Technically, you’d achieve this by using complex numbers and Euler’s Formula. Thus, something like (C++)
complex<double> res = exp(complex<double>(0, x));
// or equivalent
complex<double> res = polar<double>(1, x);
double sin_x = res.imag();
double cos_x = res.real();
should give you sine and cosine in one step. How this is done internally is a question of the compiler and library being used. It could (and might) well take longer to do it this way (just because Euler’s Formula is mostly used to compute the complex exp
using sin
and cos
– and not the other way round) but there might be some theoretical optimisation possible.
Edit
The headers in <complex>
for GNU C++ 4.2 are using explicit calculations of sin
and cos
inside polar
, so it doesn’t look too good for optimisations there unless the compiler does some magic (see the -ffast-math
and -mfpmath
switches as written in Chi’s answer).
Modern x86 processors have a fsincos instruction which will do exactly what you're asking - calculate sin and cos at the same time. A good optimizing compiler should detect code which calculates sin and cos for the same value and use the fsincos command to execute this.
It took some twiddling of compiler flags for this to work, but:
$ gcc --version
i686-apple-darwin9-gcc-4.0.1 (GCC) 4.0.1 (Apple Inc. build 5488)
Copyright (C) 2005 Free Software Foundation, Inc.
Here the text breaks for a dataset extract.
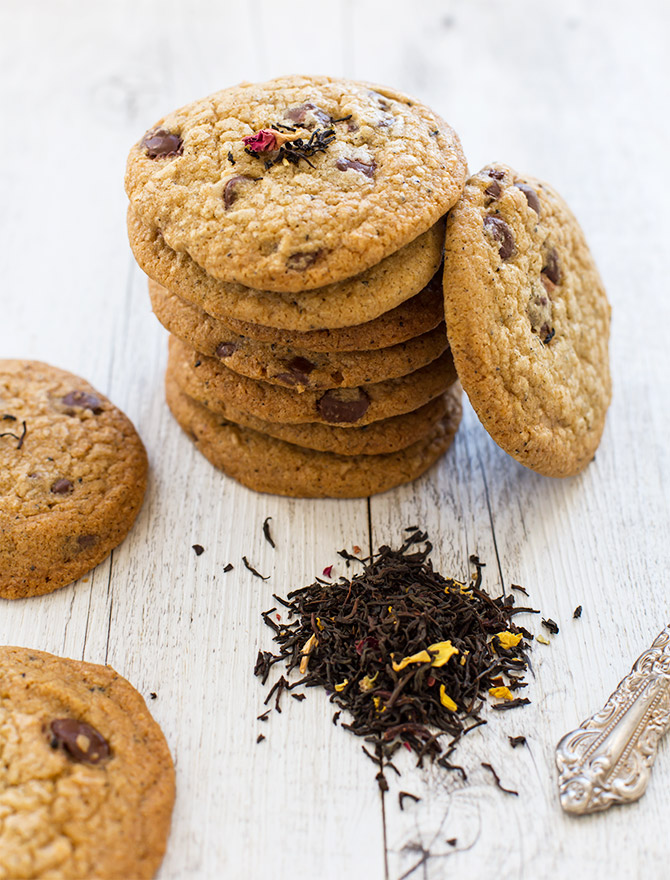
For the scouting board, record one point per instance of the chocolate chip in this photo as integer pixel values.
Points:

This is free software; see the source for copying conditions. There is NO
warranty; not even for MERCHANTABILITY or FITNESS FOR A PARTICULAR PURPOSE.
$ cat main.c
#include <math.h>
struct Sin_cos {double sin; double cos;};
struct Sin_cos fsincos(double val) {
struct Sin_cos r;
r.sin = sin(val);
r.cos = cos(val);
return r;
}
$ gcc -c -S -O3 -ffast-math -mfpmath=387 main.c -o main.s
$ cat main.s
.text
.align 4,0x90
.globl _fsincos
_fsincos:
pushl %ebp
movl %esp, %ebp
fldl 12(%ebp)
fsincos
movl 8(%ebp), %eax
fstpl 8(%eax)
fstpl (%eax)
leave
ret $4
.subsections_via_symbols
Tada, it uses the fsincos instruction!